Bu yöntem de ‘kandıranlar’dan mı miras kaldı?
Hani eli silahlı teröristlere, suç şebekelerine falan yapılan operasyonlardan söz etmiyorum. Gazetecilere, aydınlara, sanatçılara, sivil toplum önderlerine yönelik operasyonlar, size de bir dönemi anımsatmıyor mu? Hani davet edilseler, 5 dakikada karakola yürüyerek gelip ifade verebilecek insanlar neden evleri basılarak gözaltına alınıyor? 80 yaşındaki İlhan Selçuk’un, Türkan Saylan’a şafak sökmeden kumpas baskınlarını yapanlardan mı miras kaldı acaba? Sadece kandırmakla yetinmemişler demek ki... FETÖ’cüler içeride ama yöntemleri hâlâ...
ÖSO ile Kuvvacılar arasındaki 7 fark
Cumhurbaşkanı Erdoğan, CHP’nin eleştirdiği Özgür Suriye Ordusu’nu özetle şu sözlerle savundu: “ÖSO, Kuvayı Milliye gibi sivil bir oluşumdur. (…) ÖSO’nun bizim kahraman askerlerimiz ile yan yana çarpışması iftihar edilecek bir görüntüdür.”

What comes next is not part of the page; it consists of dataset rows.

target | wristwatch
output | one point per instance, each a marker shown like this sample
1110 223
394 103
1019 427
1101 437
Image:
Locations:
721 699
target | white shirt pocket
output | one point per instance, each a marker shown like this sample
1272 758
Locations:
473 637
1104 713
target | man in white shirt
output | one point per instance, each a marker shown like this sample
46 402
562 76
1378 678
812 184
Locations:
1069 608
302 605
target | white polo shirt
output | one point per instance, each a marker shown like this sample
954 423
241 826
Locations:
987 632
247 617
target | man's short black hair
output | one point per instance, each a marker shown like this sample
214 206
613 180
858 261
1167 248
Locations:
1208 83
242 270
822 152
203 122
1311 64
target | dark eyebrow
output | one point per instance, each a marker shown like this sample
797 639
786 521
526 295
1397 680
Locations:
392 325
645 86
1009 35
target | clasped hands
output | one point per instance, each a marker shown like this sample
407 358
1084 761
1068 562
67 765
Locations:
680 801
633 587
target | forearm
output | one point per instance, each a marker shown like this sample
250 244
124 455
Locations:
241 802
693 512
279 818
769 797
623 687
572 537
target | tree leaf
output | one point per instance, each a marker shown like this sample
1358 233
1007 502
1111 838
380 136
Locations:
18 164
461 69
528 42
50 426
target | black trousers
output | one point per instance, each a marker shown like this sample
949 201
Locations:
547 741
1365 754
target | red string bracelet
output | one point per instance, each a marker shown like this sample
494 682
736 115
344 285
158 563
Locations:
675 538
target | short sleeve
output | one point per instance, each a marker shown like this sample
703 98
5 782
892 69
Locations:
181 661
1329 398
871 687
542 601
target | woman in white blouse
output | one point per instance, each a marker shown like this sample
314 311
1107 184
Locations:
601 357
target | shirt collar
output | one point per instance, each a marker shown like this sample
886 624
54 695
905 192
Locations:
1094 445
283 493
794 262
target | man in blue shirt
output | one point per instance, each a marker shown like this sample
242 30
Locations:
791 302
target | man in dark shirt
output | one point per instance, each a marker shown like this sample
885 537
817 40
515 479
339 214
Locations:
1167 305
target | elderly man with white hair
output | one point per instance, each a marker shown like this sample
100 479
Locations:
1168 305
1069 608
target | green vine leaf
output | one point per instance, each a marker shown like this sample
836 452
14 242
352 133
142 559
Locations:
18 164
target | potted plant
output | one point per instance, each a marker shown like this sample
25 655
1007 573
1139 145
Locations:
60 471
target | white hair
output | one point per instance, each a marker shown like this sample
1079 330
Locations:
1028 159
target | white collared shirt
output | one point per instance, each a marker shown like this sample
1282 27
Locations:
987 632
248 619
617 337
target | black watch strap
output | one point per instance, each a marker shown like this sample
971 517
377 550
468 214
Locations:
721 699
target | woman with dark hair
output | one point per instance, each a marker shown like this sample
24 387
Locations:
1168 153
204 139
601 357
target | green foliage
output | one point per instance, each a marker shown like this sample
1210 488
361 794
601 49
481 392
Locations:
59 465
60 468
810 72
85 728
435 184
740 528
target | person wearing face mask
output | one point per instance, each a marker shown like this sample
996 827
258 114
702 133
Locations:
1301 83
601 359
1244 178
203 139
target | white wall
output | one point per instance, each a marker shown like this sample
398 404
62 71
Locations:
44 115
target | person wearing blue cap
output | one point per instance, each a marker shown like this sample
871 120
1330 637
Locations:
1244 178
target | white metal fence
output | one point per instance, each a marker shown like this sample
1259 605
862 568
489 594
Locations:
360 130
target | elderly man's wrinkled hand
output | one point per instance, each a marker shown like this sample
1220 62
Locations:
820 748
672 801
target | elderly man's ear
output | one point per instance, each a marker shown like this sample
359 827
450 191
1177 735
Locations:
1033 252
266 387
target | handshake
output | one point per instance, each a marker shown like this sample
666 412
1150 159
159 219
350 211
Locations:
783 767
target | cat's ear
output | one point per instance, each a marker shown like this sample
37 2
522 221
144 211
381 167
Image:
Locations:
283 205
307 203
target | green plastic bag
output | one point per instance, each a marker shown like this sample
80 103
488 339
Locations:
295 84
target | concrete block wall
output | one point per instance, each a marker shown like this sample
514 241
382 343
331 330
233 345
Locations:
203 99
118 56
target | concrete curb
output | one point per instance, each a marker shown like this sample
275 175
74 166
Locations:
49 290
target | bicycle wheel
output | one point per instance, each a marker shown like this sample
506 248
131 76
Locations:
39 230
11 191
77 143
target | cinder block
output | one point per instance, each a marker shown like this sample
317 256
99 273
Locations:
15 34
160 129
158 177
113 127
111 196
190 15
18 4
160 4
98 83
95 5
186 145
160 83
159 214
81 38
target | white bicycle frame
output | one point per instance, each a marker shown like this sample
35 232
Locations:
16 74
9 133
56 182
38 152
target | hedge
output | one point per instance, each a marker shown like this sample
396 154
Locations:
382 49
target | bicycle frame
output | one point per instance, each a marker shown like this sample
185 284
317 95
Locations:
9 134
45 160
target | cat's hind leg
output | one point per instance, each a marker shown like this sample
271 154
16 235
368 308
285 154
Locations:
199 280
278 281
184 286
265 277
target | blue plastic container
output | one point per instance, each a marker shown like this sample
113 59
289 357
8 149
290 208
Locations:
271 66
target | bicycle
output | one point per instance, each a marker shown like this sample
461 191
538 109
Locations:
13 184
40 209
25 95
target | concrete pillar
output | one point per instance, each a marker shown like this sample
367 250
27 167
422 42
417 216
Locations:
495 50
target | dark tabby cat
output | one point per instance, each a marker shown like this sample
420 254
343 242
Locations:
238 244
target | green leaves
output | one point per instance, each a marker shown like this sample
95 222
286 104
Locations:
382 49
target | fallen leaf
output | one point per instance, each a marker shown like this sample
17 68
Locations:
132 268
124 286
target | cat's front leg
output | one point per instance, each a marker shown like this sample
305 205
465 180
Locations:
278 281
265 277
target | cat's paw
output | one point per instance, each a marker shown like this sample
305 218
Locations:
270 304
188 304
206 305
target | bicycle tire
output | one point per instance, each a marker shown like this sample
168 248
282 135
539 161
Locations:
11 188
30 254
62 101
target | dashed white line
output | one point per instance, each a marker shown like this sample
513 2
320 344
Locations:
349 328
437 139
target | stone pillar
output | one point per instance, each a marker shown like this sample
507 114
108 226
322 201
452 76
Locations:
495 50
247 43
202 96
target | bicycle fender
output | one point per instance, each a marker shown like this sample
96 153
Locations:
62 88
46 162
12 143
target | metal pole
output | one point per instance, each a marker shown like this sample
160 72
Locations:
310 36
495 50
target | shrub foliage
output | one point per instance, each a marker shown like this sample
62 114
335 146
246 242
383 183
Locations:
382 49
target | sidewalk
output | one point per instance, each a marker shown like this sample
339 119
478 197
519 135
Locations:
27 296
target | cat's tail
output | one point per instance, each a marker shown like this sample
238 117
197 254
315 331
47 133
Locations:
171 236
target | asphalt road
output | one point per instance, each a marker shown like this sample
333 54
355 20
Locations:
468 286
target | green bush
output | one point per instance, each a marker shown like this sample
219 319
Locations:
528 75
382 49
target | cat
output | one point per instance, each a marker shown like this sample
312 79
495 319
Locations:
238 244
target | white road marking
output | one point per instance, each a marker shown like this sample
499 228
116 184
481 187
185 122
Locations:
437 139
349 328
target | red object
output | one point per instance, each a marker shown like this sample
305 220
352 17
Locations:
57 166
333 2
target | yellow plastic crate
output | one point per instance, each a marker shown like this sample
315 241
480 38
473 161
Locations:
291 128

Cumhurbaşkanı’dır. İstediği şeyle övünebilir. Ama ÖSO’cuları Kuvayı Milliye’ye benzetmesi hiç şık olmadı. Kuvayı Milliye’nin ne olduğunu söylemeye gerek yok. Ama ne olmadığını kısaca hatırlatırsak, ÖSO’cularla arasındaki fark gün gibi ortaya çıkar:
»Kuvayı Milliye, herhangi bir devlete sırtını yaslamadı. Memleketi, 7 düvele karşı başkalarının lejyoneri olarak kurtarmadı.
»‘Kuvayı Milliyeciler, savaştıkları askerlerin cesedinden kalbini söküp yemedi.

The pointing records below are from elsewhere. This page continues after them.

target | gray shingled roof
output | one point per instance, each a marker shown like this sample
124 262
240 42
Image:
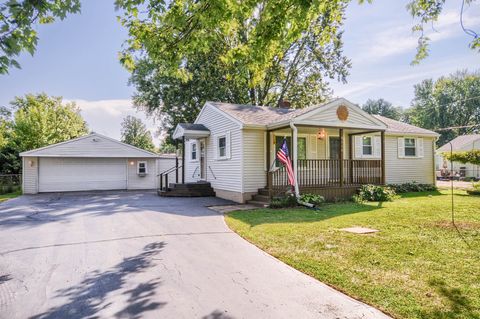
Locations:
394 126
262 115
461 141
193 127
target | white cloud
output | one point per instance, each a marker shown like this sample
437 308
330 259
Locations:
105 116
400 39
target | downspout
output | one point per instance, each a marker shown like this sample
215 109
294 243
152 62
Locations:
294 157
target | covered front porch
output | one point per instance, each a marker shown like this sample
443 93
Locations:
330 161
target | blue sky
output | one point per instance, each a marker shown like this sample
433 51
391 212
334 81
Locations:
77 59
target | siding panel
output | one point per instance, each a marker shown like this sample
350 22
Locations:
222 174
404 170
254 173
30 175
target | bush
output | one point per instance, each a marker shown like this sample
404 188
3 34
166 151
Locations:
412 187
374 193
313 199
283 202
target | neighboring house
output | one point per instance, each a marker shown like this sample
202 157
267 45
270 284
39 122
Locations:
91 162
460 143
335 147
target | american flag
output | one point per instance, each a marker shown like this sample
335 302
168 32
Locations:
284 157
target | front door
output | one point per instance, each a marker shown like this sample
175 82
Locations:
203 164
334 148
334 151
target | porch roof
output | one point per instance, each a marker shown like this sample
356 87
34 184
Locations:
271 117
189 130
397 127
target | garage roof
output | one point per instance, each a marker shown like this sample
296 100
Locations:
92 145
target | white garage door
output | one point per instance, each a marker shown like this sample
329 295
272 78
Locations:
82 174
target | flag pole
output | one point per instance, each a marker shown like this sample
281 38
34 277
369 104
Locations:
294 158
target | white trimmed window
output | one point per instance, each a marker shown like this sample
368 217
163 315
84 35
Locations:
367 146
141 167
193 151
222 147
410 147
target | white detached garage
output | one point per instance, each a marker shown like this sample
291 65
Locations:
91 162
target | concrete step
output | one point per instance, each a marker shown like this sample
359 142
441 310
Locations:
261 198
173 193
263 191
190 186
258 203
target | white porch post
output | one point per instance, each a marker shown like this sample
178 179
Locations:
294 157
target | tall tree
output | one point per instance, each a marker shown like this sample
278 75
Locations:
41 120
382 107
183 52
17 21
5 125
38 120
134 132
427 13
450 101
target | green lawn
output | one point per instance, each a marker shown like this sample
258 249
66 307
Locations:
8 196
417 266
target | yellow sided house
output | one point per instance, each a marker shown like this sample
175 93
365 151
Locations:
335 147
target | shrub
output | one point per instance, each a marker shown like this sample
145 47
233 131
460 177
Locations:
313 199
374 193
412 187
283 202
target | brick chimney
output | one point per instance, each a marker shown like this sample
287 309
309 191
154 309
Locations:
284 104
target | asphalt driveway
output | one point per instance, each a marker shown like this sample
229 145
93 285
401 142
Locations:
136 255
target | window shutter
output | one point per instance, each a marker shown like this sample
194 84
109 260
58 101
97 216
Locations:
312 148
228 142
420 147
358 147
401 147
377 147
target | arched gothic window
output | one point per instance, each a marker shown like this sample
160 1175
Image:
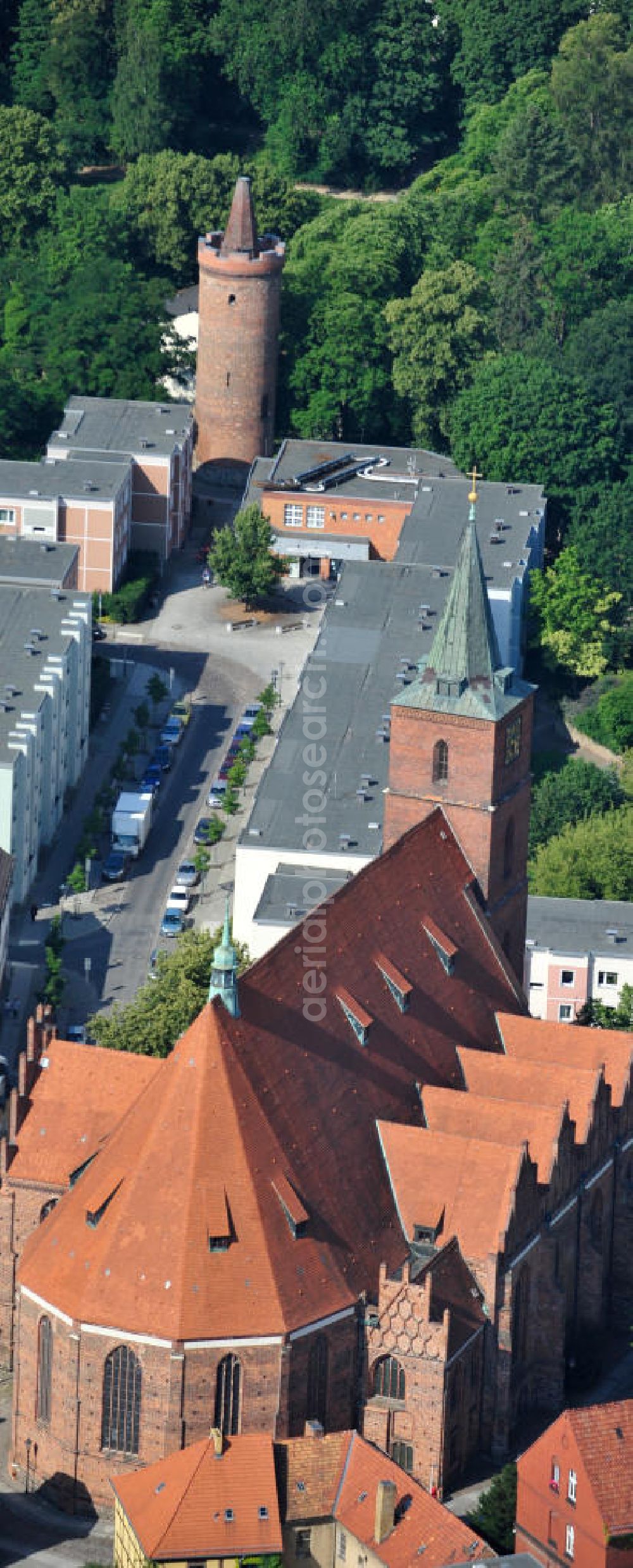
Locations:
228 1396
121 1409
317 1380
441 761
389 1379
44 1368
521 1311
508 850
596 1219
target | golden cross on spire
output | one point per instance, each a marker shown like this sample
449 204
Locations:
475 477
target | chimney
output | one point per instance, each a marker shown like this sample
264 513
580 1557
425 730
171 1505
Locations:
386 1495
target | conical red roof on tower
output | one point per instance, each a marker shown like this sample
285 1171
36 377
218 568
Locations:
242 230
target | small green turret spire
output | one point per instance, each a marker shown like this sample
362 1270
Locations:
225 980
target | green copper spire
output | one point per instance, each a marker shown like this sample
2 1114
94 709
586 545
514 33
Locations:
464 647
225 965
463 671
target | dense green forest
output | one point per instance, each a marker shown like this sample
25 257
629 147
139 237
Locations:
485 309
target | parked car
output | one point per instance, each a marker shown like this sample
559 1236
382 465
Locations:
173 923
115 866
162 759
179 899
216 794
187 875
172 733
149 783
201 835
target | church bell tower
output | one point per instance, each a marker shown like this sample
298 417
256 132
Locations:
461 739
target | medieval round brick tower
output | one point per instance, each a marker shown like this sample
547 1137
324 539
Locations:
239 330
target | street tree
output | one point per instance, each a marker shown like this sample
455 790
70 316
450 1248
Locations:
243 560
165 1007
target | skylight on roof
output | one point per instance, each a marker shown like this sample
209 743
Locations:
442 944
356 1015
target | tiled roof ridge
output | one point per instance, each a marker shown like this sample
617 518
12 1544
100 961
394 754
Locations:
434 821
231 1059
156 1546
492 940
618 1412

»Kuvvacılar, ilkokulun önünde bomba yüklü aracı havaya uçurmadılar. Panikle kaçan çocukların arasında intihar bombacısı patlatmadılar. Dolayısıyla 45 çocuğu da öldürmediler.
»Alevi kadınları kafeslere koyarak şehrin içinde gezdirmediler.
»Kuvvacıların saygı duyduğu bir şeyh “Alevileri kıyma yapıp köpekleri besleyeceğiz” de demedi.
»Düşman pilotun kafasını kesip mangalın üzerine koyduktan sonra da poz vermediler.
»Posta memurlarını çatıdan aşağı atmayı hiç düşünmediler bile.
Eski Musul Başkonsolosu CHP’li Öztürk Yılmaz, Türk Silahlı Kuvvetleri’nin Afrin operasyonundaki müttefiki ÖSO’cuları IŞİD’e benzetince, hükümetin de yandaş medyanın da hedefi haline geldi.
Yılmaz’a en sert yandaş salvosu, “yavuz” medyasının amiral gemisi Sabah’tan geldi. Dünkü 1. sayfasında, 2014’te IŞİD tarafından rehin alınan Yılmaz için şu başlık atıldı: “Sahte Kahraman.”
Tesadüf bu ya, Yılmaz’ın ÖSO’yu eleştirmesinin ardından Sabah gazetesi şunu ortaya çıkarmış: Yılmaz, konsolosluğu basanlara kendini “Muhasebeci Kenan” olarak tanıtmış. Yerine polis memurunu konsolos olarak göstermiş.
Oysa aynı Sabah gazetesi, Öztürk Yılmaz ile birlikte konsolosluk çalışanlarının 2014’te kurtarılmasının ardından şu başlığı atmıştı: “Selam olsun adsız kahramanlara.”
Gazete, dönemin Başkonsolosu Yılmaz’ın bireysel kahramanlığını ise şu cümle ile duyurmuştu: “Başına silah dayadılar, yine de konuşmadı.”
Sabah’ın tek tutarlılığı başlıktaki “kahraman” sözcüğünde. 4 yıl önce “isimsiz”di, şimdi ise “sahte.”